About how to stop being afraid and fall in love with frequent releases

    I must say that, in principle, developers tend to not pay attention to such trifles as tests and deploy. And the situation which in the picture below is not even a joke, but the situation which witnesses, I think there were many.


    I'll tell you a little about development at my current place of work.

    We use a flexible development methodology ( the Agile ), and at first we practiced the Scrum , and now we are working on the Kanban . Initially, I myself was rather skeptical about such an event, but just a couple of weeks later I was convinced that it works.

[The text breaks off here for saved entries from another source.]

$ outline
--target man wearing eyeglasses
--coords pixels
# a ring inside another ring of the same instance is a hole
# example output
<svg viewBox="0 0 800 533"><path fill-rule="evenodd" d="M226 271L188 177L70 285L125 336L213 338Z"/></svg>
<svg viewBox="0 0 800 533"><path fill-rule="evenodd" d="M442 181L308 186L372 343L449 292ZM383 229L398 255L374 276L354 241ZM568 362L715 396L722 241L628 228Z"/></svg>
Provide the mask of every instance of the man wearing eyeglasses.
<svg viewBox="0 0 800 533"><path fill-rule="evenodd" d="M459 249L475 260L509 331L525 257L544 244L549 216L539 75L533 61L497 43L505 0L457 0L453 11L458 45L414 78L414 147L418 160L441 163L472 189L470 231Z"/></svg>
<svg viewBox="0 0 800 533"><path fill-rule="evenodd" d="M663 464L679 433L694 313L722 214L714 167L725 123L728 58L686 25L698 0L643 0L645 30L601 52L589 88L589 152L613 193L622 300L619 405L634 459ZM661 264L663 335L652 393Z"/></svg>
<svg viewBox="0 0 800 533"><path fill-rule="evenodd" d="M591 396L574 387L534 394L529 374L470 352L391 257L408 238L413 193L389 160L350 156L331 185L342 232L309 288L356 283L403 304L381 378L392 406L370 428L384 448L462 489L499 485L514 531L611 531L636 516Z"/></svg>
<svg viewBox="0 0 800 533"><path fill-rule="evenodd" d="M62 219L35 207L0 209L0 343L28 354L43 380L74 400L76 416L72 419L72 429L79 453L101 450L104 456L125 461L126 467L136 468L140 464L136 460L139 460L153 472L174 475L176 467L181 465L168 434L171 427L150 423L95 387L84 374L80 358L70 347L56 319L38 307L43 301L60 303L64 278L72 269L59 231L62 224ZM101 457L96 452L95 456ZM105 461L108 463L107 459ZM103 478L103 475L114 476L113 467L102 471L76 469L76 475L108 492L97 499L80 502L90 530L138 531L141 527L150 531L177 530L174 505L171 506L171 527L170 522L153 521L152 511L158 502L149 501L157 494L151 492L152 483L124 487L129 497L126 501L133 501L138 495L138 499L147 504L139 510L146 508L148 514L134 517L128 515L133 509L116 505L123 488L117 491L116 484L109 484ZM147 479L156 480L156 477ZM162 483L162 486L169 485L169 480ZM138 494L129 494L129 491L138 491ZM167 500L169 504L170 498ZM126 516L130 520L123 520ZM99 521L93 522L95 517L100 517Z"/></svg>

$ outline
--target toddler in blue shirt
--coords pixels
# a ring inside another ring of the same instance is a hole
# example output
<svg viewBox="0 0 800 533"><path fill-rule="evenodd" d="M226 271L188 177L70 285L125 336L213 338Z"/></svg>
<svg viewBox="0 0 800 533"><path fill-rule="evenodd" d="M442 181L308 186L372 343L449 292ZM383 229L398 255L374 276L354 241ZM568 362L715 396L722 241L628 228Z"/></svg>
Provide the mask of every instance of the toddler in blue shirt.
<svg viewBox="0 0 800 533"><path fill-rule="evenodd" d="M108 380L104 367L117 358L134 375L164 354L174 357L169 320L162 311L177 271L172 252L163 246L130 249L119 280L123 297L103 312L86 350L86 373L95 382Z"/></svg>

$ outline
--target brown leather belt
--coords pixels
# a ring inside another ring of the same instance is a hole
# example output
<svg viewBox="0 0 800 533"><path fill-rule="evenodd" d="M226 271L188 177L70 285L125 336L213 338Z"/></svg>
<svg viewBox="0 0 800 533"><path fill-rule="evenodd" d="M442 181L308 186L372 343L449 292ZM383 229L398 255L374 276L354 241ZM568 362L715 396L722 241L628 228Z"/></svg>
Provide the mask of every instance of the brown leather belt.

    A description of such development processes is the topic of a large post, maybe not just one, in addition, there is a large amount of literature on the network, so I will not tell you what it is here, I will limit myself to the fact that these methodologies involve frequent releases, in the case of scrum release occurs after the iteration is completed (the iteration time is chosen by the team itself and usually takes from 1 to 3 weeks), in the case of kanban, the feature is launched into the production immediately after it has been done (well, it’s tested, of course).

    Frequent releases are not just good, they are excellent: the streamlined and frequent release process saves the developer from fear of updates, and the customer sees progress.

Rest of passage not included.